Richard T. Carson is a distinguished professor in and former chair of the Department of Economics at the University of California San Diego Division of Social Sciences. Carson served as president of the Association of Environmental and Resource Economists (AERE). He is an elected Fellow of AERE and of the Agricultural and Applied Economics Association. Carson previously served as research director for International Environmental Policy at the University of California’s Institute on Global Conflict and Cooperation and as a senior fellow at the San Diego Supercomputer Center.
Carson received a Ph.D. in resource economics and M.A. in statistics from the University of California, Berkeley and an M.A. in international relations from George Washington University. He has extensive experience in assessing the benefits and costs of environmental policies. His specialty is valuing non-marketed goods and new commercial products using a wide array of techniques, and estimated the benefits of the U.S. Clean Water Act, removing low-level carcinogens from drinking water, protecting groundwater aquifers, economic impacts associated with fisheries management practices and health and visibility improvements due to air quality changes.

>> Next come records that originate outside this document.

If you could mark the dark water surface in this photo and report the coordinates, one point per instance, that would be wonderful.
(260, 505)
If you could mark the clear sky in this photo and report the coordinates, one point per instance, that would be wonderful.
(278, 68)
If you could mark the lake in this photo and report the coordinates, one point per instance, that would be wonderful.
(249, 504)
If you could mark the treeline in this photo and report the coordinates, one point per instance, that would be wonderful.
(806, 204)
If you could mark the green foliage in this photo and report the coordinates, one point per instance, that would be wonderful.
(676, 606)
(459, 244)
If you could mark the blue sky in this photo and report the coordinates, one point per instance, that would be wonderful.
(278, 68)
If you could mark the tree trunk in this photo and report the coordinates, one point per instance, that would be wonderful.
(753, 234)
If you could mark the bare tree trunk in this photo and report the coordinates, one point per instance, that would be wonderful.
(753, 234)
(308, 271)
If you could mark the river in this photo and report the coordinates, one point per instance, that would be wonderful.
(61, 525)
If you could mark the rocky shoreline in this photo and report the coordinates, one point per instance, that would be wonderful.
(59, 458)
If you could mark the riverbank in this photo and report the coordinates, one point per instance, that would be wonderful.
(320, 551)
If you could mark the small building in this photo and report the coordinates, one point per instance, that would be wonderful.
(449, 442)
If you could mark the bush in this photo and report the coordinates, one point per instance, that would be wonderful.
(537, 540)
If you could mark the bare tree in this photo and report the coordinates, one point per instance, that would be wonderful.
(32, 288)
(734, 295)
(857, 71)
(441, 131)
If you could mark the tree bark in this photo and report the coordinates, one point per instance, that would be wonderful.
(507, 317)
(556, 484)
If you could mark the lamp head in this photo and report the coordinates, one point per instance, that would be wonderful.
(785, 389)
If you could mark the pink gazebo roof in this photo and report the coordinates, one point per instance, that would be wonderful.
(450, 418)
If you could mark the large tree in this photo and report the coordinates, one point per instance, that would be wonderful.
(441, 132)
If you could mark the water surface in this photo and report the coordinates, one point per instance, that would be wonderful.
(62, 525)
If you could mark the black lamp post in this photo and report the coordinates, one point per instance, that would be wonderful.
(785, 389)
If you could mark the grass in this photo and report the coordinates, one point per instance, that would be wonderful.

In other studies, he has examined the benefits of visibility improvements in the Grand Canyon, preventing residential water shortages in California cities, restoring Everglades National Park, and the addition of the Kakadu Conservation Zone to Kakadu National Park in Australia. He served as principal investigator on the economic damage assessments for the Exxon Valdez oil spill for the State of Alaska, and large scale DDT and PCB contamination off the Los Angeles coast for the National Oceanic and Atmospheric Administration.
Carson’s recent work on forecasting Chinese carbon dioxide emissions received international attention. His econometric research has focused on experimental and sampling designs, computer intensive and robust statistical techniques, discrete choice models and forecasting.